The short answer is that Butler is the new administrator of the U.S. Department of Agriculture’s Grain Inspection, Packers and Stockyards Administration (GIPSA). That makes him the watchdog over Big Meat and their apologists — or, as Iowa Republican Senator Charles Grassley more accurately tags them, “the packer lackeys.”
Another answer Butler gave himself to a luncheon crowd at the Organization for Competitive Markets (OCM) annual meeting in St. Louis Aug. 7 is that he’s in Washington to work “and to enforce the Packers and Stockyards Act.”
That’s tall talk from a diminutive country lawyer; most GIPSA chiefs never read the P&S Act, let alone enforce it.
But, as is said in the Mississippi Delta where Butler grew up and still owns a farm, it ain’t a brag if you’ve done it.

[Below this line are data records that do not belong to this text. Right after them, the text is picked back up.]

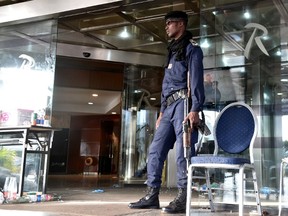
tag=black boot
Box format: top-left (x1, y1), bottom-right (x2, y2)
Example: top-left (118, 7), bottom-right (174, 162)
top-left (162, 188), bottom-right (187, 214)
top-left (128, 187), bottom-right (160, 209)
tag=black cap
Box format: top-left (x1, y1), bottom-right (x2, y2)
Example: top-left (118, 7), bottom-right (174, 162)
top-left (165, 11), bottom-right (188, 23)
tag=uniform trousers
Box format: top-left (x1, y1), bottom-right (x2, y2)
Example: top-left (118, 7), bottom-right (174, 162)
top-left (147, 99), bottom-right (198, 188)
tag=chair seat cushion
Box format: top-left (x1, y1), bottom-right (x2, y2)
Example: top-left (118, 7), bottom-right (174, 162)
top-left (191, 156), bottom-right (250, 164)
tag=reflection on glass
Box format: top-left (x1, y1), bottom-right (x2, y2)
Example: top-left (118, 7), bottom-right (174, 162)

And he has. Butler often testified to Congress on livestock issues — especially on how the Meat Gang’s market concentration has led to enormous market power — and served on the task force to develop Mandatory Price Reporting, the 1999 law that shined some light into packers’ dark closets.
Given that background, the meat grapevine rattled when Secretary of Agriculture Tom Vilsack named Butler GIPSA boss May 11.
One of those rattled was Steve Cornett, the former full-time editor of Farm Journal’s Beef Today and now a part-time packer defender.
Cornett, usually pictured wearing a white hat, called Butler an “anti-corporate activist,” a cattle “outsider,” and — Grab the kids and run for the cellar! — a “trial lawyer.”
Sticks and stones thrown, Cornett continued his May 20 blog posting by noting, “My concern is that Mr. Butler use (sic) all his new power to attack causes rather than symptoms. My concern with the approach of OCM… is that they want to approach beef consolidation as if it were occurring in a vacuum… It’s not.”
First, startling insight that is not and, second, with giant packers sucking the air out of the industry — and mostly through GIPSA’s decades of neglect — the cattle business is as close to the completely airless poultry industry and rapidly-suffocating hog industry as it’s ever been.
According to data released by the General Accountability Office June 30, the number of U.S. farms with cattle and calves declined 352,000 in the years 1987 to 2007, from 1.15 million to 798,290.
More importantly, reports GAO, “the fewest number of farms accounting for 50 percent of the sales” in cattle plunged by over 60 percent during the same period.
Only 2,862 farms today account for more than half of all cattle sales in the U.S. In 1987, it took 7,471 farms to reach that tipping point.
Worse, the July USDA Cattle on Feed report shows the U.S. cattle inventory at a 36-year low, just 94.5 million head today, even as cattle producers suffer through one their biggest, longest blood-lettings in a decade.
In short, the packer-led market model that has cut the cattle sector to its smallest size in nearly 40 years, concentrated ownership in its fewest hands ever and now has ranchers and feeders adrift on a rising sea of their own blood is the model the lackeys want to keep?
A more sustainable move would be for them to back Butler so he receives the political support he needs to enforce the P&S Act.
If they don’t, however, two things are certain to happen very quickly. First, Butler will be back in Mississippi inside two years and, second, the lackeys will be out of business shortly thereafter.